Tra le prove mistiche emerge anche un verbale fresco di pubblica lettura, firmato dalla difesa di Ching e Lotti, riguardante una ex collaboratrice di Lotti, la quale, in un colpo di scena, pare sia stata anche l’amante di Vanin. Riuscire a catturare l’attenzione di un manager così non è da tutti, sarà stata una strategia per farsi largo nella giungla burocratica di Venezia? In un mondo dove il potere si mescola con gli affetti, ogni dettaglio è degno di nota.

Nel bel mezzo di queste indagini, una testimonianza brilla per la sua incredibile coerenza. La signora, in un primo momento, afferma di aver ricevuto delle rivelazioni da Lotti riguardo a tangenti per la vendita di palazzo Papadopoli. Sì, secondo lei, ci sarebbero stati pagamenti a un misterioso politico veneziano. E chi meglio di Boraso per incarnare il ruolo dell’eroe tragico in questa bizzarra commedia?

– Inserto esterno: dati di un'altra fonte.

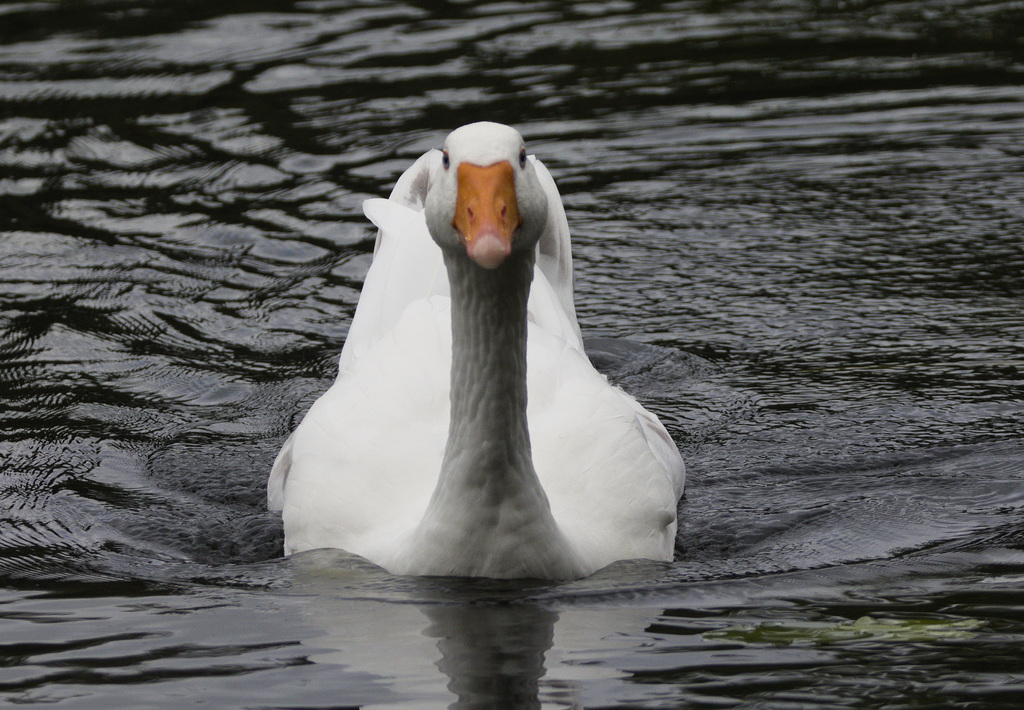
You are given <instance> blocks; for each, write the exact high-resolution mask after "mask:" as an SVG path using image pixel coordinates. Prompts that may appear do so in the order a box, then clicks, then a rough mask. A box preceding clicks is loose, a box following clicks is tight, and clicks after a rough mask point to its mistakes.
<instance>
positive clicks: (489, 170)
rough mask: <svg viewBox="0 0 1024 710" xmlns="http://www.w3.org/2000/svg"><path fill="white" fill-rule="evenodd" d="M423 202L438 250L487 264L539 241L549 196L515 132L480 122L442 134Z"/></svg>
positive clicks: (506, 258) (498, 261)
mask: <svg viewBox="0 0 1024 710" xmlns="http://www.w3.org/2000/svg"><path fill="white" fill-rule="evenodd" d="M425 208H426V217H427V227H428V228H429V231H430V235H431V237H432V238H433V240H434V242H436V243H437V245H438V246H439V247H440V248H441V250H442V251H445V252H449V253H453V252H461V253H465V255H466V256H467V257H468V258H470V259H471V260H473V261H474V262H476V263H477V264H478V265H480V266H482V267H483V268H488V269H489V268H497V267H498V266H500V265H501V264H502V263H503V262H504V261H505V260H506V259H507V258H508V257H509V256H511V255H512V254H513V253H514V252H523V251H528V250H531V249H532V248H534V247H535V246H536V245H537V242H538V240H539V239H540V238H541V234H542V233H543V231H544V225H545V222H546V220H547V210H548V202H547V198H546V197H545V194H544V190H543V187H542V186H541V183H540V181H539V180H538V177H537V171H536V170H535V168H534V161H532V160H530V159H528V158H527V157H526V147H525V143H524V142H523V139H522V136H521V135H519V132H518V131H517V130H515V129H514V128H511V127H509V126H504V125H502V124H499V123H489V122H481V123H471V124H469V125H466V126H463V127H462V128H458V129H456V130H454V131H453V132H452V133H451V134H450V135H449V136H447V138H446V139H445V140H444V147H443V149H442V154H441V161H440V163H439V164H438V165H436V166H435V167H434V169H433V171H432V172H431V175H430V186H429V189H428V191H427V199H426V206H425Z"/></svg>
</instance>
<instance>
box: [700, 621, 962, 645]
mask: <svg viewBox="0 0 1024 710" xmlns="http://www.w3.org/2000/svg"><path fill="white" fill-rule="evenodd" d="M981 625H982V622H981V621H979V620H977V619H956V620H952V619H934V618H933V619H874V618H871V617H861V618H859V619H857V620H856V621H841V622H837V623H827V622H799V623H794V624H779V623H769V624H758V625H757V626H735V627H732V628H726V629H717V630H714V631H708V632H706V633H705V634H703V638H706V639H709V640H712V639H714V640H719V639H724V640H730V641H740V642H742V643H769V644H772V645H790V644H793V643H813V644H819V645H823V644H829V643H843V642H846V641H860V640H876V641H931V640H947V639H957V638H971V637H972V636H974V631H975V629H977V628H979V627H980V626H981Z"/></svg>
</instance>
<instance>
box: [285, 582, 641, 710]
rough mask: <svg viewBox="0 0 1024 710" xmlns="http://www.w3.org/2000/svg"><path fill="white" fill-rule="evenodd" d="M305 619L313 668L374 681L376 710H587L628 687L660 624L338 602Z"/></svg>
mask: <svg viewBox="0 0 1024 710" xmlns="http://www.w3.org/2000/svg"><path fill="white" fill-rule="evenodd" d="M302 611H303V614H302V620H303V623H304V625H305V626H307V627H308V628H310V630H311V633H310V636H309V637H308V638H306V639H305V640H304V643H305V644H306V645H308V646H310V648H311V649H313V650H314V653H313V654H312V655H311V656H310V659H311V660H313V661H315V662H316V663H329V664H336V665H338V666H341V667H344V668H345V669H346V672H348V673H365V674H367V677H373V678H374V680H373V684H374V685H375V686H376V687H377V688H378V693H379V695H378V696H376V697H375V698H374V699H373V700H371V701H369V702H368V707H372V706H375V705H377V704H378V703H380V704H384V703H387V702H396V701H398V700H400V701H401V702H409V703H413V704H414V705H415V704H417V703H421V704H422V706H423V707H444V706H446V707H451V708H531V707H536V708H540V707H542V706H556V707H586V706H588V705H589V703H588V700H591V699H593V698H596V697H600V695H601V694H600V693H598V692H596V691H603V690H605V688H606V687H607V686H609V685H610V684H616V685H618V684H621V683H622V678H624V677H625V674H624V672H623V671H621V670H620V669H618V668H617V667H616V666H615V663H621V662H622V661H623V660H624V659H626V658H628V657H629V656H630V655H631V654H634V653H637V652H638V651H640V650H641V649H642V646H643V645H644V644H645V642H646V640H645V638H644V630H645V628H646V626H647V625H648V624H649V623H650V621H651V619H652V617H653V616H654V615H655V612H653V611H652V610H650V609H643V608H632V607H618V608H615V607H601V608H597V609H564V610H560V611H557V612H556V611H552V610H551V609H549V608H547V607H541V605H537V604H535V603H531V602H524V603H523V602H508V601H483V602H478V603H452V602H451V601H446V602H445V601H441V602H438V603H419V604H416V603H392V604H386V605H383V607H382V604H381V603H380V602H379V601H359V600H350V599H341V598H332V597H331V596H330V595H329V594H318V595H316V596H314V597H310V598H307V599H306V600H305V602H304V603H303V605H302ZM595 684H596V686H595ZM389 699H390V700H389Z"/></svg>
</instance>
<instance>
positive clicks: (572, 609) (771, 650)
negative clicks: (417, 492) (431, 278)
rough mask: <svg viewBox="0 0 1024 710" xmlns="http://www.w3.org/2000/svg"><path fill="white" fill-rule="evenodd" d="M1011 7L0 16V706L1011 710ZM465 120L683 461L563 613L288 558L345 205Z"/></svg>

Se non fosse per un dettaglio fondamentale: in un interrogatorio difensivo con l’avvocato Simone Zancani, la signora ha clamorosamente ritrattato. “Non è vero nulla,” ha dichiarato, in un atto di coraggio che farebbe invidia a un supereroe. “Mi ha detto di dire tutto Vanin,” ha continuato, prospettando un teatro di ombre e minacce. Ah, la vulnerabilità emotiva, nobile amica, la rende tanto facile preda per chi cerca di manipolare la verità.

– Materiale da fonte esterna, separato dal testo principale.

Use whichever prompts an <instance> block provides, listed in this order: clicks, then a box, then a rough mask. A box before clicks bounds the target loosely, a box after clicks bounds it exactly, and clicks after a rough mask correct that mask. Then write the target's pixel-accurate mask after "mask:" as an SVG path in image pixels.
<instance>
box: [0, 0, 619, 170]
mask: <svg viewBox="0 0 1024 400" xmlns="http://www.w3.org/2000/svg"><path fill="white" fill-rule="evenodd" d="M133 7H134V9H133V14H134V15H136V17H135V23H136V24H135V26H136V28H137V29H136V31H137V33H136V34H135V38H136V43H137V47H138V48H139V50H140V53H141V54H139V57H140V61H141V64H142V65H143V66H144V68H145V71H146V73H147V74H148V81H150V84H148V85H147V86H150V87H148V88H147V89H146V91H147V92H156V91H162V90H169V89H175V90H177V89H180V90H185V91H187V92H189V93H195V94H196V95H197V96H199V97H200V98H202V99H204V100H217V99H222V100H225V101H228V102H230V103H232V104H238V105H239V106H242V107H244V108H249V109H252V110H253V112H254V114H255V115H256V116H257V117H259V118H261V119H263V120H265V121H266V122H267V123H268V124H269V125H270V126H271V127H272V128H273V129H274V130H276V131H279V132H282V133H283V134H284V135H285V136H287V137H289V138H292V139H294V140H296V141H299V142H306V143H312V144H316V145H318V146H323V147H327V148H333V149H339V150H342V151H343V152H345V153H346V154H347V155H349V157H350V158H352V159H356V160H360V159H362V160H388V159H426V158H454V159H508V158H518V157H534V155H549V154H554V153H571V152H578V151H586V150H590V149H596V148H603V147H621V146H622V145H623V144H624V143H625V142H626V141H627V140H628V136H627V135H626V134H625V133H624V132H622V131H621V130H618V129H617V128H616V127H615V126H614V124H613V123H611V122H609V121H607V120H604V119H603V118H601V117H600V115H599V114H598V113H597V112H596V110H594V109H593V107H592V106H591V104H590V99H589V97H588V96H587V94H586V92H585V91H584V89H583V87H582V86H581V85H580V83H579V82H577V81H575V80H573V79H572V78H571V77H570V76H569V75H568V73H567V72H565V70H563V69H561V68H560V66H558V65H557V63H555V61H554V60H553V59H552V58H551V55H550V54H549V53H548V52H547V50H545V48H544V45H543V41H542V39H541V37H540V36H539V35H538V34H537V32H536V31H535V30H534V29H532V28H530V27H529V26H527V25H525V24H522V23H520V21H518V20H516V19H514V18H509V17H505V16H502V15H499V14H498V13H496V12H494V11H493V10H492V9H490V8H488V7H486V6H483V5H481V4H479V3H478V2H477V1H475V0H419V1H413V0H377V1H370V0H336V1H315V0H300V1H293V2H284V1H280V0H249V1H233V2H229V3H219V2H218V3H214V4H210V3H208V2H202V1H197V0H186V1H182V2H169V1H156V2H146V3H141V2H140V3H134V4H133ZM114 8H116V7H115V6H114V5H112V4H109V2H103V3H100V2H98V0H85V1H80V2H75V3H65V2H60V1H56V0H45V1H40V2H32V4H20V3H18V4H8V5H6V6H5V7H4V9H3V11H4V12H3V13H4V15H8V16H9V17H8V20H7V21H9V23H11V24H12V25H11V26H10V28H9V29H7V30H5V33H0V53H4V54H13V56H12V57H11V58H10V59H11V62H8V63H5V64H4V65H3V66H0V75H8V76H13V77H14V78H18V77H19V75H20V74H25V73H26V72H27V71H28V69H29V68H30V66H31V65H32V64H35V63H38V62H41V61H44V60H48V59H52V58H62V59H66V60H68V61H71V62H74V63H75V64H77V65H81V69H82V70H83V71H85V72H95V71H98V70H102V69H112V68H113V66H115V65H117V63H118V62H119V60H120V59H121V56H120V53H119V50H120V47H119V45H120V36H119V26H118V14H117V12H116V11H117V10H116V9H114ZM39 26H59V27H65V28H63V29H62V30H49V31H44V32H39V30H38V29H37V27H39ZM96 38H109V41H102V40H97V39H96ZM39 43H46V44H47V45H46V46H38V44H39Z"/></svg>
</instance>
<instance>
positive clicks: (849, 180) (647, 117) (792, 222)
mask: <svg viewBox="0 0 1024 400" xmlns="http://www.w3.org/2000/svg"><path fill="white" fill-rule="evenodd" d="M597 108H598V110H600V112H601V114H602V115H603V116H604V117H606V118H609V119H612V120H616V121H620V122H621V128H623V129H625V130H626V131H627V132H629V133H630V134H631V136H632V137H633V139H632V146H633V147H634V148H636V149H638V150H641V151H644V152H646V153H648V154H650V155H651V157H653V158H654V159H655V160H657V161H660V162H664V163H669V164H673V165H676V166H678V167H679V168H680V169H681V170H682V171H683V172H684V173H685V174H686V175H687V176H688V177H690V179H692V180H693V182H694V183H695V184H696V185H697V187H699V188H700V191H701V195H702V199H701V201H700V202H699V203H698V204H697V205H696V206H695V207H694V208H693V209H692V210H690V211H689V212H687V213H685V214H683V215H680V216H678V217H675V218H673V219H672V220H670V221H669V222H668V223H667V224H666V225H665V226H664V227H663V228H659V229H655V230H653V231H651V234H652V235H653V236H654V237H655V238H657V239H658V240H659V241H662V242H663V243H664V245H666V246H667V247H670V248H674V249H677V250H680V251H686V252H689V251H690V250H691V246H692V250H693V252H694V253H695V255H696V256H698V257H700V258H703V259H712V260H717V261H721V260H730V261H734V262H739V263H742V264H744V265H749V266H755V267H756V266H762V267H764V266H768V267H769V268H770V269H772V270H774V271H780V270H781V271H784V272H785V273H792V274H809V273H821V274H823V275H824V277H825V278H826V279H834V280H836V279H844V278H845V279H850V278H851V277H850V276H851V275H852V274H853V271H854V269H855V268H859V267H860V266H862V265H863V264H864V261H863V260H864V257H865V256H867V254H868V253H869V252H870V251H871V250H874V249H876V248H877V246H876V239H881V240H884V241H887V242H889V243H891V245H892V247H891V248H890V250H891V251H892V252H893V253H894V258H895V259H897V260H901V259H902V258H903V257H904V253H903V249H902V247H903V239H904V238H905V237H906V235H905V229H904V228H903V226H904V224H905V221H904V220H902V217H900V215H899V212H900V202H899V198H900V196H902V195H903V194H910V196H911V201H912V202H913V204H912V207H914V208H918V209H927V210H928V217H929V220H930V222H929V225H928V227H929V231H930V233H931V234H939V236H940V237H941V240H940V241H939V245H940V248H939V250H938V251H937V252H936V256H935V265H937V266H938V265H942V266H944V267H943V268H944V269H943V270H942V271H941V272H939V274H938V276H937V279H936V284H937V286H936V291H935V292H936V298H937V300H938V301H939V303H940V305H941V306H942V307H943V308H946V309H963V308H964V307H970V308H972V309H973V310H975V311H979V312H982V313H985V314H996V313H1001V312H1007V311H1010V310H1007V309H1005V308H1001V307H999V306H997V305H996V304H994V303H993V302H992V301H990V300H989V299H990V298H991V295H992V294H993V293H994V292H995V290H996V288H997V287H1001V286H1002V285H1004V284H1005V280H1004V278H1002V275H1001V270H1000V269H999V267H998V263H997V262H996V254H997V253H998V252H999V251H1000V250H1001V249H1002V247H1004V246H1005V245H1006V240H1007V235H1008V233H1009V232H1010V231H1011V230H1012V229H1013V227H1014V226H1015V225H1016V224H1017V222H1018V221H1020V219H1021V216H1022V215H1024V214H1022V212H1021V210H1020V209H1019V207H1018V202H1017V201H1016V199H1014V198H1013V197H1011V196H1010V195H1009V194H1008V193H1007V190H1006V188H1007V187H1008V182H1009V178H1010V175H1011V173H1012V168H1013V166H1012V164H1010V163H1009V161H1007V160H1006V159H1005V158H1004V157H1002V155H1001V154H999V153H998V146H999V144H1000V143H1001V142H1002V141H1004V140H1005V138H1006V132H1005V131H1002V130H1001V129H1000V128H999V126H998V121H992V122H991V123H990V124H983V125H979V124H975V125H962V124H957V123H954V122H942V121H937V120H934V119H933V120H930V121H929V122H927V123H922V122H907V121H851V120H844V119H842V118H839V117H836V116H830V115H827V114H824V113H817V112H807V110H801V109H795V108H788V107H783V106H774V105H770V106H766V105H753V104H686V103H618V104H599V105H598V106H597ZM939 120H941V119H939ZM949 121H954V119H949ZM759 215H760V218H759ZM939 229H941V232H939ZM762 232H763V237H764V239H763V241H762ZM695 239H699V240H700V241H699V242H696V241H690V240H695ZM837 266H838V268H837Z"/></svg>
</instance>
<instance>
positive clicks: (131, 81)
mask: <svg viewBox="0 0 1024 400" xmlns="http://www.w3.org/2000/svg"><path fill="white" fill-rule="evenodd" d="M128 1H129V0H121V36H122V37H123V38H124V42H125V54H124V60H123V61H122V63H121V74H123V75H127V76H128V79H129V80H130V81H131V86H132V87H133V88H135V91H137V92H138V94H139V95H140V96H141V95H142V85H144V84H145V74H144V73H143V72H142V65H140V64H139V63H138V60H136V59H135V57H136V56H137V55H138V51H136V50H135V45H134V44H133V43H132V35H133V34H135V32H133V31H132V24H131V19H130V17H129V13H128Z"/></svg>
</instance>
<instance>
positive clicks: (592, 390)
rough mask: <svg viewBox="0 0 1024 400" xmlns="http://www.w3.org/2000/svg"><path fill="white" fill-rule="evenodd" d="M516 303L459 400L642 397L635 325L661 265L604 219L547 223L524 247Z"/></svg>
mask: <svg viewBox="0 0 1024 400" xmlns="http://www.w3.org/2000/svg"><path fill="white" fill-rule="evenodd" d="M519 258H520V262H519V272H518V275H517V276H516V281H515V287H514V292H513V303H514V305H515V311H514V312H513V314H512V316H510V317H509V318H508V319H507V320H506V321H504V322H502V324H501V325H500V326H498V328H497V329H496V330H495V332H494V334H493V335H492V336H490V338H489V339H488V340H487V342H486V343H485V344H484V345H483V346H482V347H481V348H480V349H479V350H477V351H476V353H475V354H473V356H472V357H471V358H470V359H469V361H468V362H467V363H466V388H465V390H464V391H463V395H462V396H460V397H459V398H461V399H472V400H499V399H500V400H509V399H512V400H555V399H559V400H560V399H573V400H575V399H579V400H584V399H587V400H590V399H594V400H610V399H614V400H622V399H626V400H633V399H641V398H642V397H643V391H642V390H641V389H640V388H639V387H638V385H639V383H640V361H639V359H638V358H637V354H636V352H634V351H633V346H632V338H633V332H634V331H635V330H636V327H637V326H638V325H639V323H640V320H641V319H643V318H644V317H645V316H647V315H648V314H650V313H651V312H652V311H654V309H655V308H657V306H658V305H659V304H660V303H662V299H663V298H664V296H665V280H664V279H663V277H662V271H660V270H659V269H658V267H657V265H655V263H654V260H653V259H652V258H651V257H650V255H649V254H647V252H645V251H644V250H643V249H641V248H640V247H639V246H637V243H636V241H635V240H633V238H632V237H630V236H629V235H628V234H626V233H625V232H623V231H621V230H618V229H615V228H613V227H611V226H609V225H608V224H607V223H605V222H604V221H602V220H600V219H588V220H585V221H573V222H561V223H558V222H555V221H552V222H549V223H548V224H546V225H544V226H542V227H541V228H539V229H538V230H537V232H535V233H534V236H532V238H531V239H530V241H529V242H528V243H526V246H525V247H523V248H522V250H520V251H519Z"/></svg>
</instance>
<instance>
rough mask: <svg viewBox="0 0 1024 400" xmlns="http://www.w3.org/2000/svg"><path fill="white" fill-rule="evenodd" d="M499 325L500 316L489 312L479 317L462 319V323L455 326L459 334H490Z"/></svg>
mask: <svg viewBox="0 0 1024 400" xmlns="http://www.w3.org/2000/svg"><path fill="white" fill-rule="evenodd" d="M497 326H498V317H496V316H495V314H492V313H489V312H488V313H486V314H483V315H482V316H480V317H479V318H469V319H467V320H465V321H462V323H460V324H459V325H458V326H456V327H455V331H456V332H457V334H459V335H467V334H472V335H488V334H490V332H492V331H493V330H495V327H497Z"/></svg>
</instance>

E ci scommetto che la generosità della signora non conosce limiti: ha prestato soldi alla Sama con la rassicurante promessa che sarebbero tornati indietro se gli affari con Ching avessero avuto successo. Cosa potrà mai andare storto in una transazione dove il denaro e la fede si incrociano con tanto fervore!

Le Due Lati della Medaglia

È giunto il momento di esaminare le difese che Vanin strenuamente oppone, dando vita a un dialogo degno di nota. “I documenti evidenziano l’opposto,” sostiene con sdegno, come se stesse dissertando su un tema scientifico. “La società ha un credito di mezzo milione nei suoi confronti.” E noi, cittadini comuni, siamo qui per assaporare questa melodrammatica scena di giustizia.

Ovviamente, non manca l’analisi del conflitto, con Pauro, legale di Boraso, che denota l’affidabilità di Vanin come quella di un ombrello in una tempesta. “L’ho detto dall’inizio,” sentenzia, come se avesse predetto un’ovvia verità, ma chi siamo noi per discutere la sua perizia di profeta?

Nel frattempo, la Cassazione ha deciso di mettere ordine, bocciando il sequestro dei dispositivi di Ceron e Donadini. Senza mezzi termini, hanno chiarito che erano passati sei anni dai fatti contestati e che l’operato non ha rispettato “il canone di proporzionalità”. Sarà, ma chissà, forse un po’ di logica non guasterebbe in saggi come questo.